Moreover, it is preferable that the adhesive force with respect to alkali-free glass of the adhesive sheet 1A (Hereinafter, it may call "polarizing plate with an adhesive layer") using a polarizing plate as the base material 13 is 0.1-25 N/25 mm, especially It is preferable that it is 2-20 N/25mm. When adhesive force exists in said range, floating, peeling, etc. can be prevented between to-be-adhered bodies, such as a glass plate. In addition, the adhesive force here basically refers to the adhesive force measured by the 180° peeling method in accordance with JIS Z0237: 2009, but the measurement sample is 25 mm wide and 100 mm long, and the measurement sample is an adherend (alkali-free glass). It shall be measured at the peeling rate of 300 mm/min, after pressurizing and affixing at 0.5 MPa and 50 degreeC for 20 minutes with respect to 20 minutes, and leaving it to stand under the conditions of normal pressure, 23 degreeC, and 50%RH for 24 hours.

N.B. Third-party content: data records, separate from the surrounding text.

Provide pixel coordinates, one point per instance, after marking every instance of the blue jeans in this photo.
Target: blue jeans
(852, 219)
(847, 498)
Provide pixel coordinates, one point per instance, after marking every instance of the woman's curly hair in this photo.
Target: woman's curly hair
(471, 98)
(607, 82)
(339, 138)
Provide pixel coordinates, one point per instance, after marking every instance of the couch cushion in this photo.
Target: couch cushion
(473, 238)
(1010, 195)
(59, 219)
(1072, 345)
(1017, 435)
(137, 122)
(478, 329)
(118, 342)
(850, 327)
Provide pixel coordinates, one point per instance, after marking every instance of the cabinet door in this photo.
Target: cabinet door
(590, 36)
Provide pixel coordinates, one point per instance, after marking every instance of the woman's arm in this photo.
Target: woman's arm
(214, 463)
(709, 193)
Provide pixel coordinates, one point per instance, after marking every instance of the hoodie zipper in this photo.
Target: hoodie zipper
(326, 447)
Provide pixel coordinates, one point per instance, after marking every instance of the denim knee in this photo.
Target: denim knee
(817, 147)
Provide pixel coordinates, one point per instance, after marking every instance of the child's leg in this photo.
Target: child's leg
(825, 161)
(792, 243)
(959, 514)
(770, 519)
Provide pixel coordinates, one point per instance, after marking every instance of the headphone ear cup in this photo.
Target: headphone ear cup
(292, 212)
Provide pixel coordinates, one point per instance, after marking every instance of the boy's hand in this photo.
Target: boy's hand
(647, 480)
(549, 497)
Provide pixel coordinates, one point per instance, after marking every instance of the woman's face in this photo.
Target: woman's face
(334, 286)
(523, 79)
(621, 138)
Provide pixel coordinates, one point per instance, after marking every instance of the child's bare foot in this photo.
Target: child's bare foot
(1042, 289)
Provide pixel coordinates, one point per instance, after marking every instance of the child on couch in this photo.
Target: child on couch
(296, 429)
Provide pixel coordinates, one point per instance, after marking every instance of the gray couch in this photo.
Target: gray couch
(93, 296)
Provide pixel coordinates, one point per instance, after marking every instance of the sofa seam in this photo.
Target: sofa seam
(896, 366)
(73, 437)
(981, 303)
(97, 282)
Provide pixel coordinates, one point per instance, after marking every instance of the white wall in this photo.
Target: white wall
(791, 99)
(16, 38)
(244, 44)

Moreover, it is preferable that the said polarizing plate with an adhesive layer sticks to the said alkali-free glass, and it is preferable that the adhesive force (adhesive force after 14 days of pasting) after leaving it to stand for 14 days is 0.5-30 N/25mm, and it is especially 1-25 N/25mm It is preferable, and it is more preferable that it is 2-20 N/25mm. Thus, since the increase in adhesive force with time is suppressed, the said polarizing plate with an adhesive layer can be evaluated as being excellent in rework property. In addition, the adhesive force referred to here also basically refers to the adhesive force measured by the 180° peeling method in accordance with JIS Z0237: 2009, but the measurement sample is 25 mm wide and 100 mm long, and the measurement sample is an adherend (alkali-free glass). After pressing and affixing at 0.5 MPa and 50°C for 20 minutes, it is allowed to stand for 14 days under the conditions of normal pressure, 23°C, and 50%RH, and then it is measured at a peeling rate of 300 mm/min.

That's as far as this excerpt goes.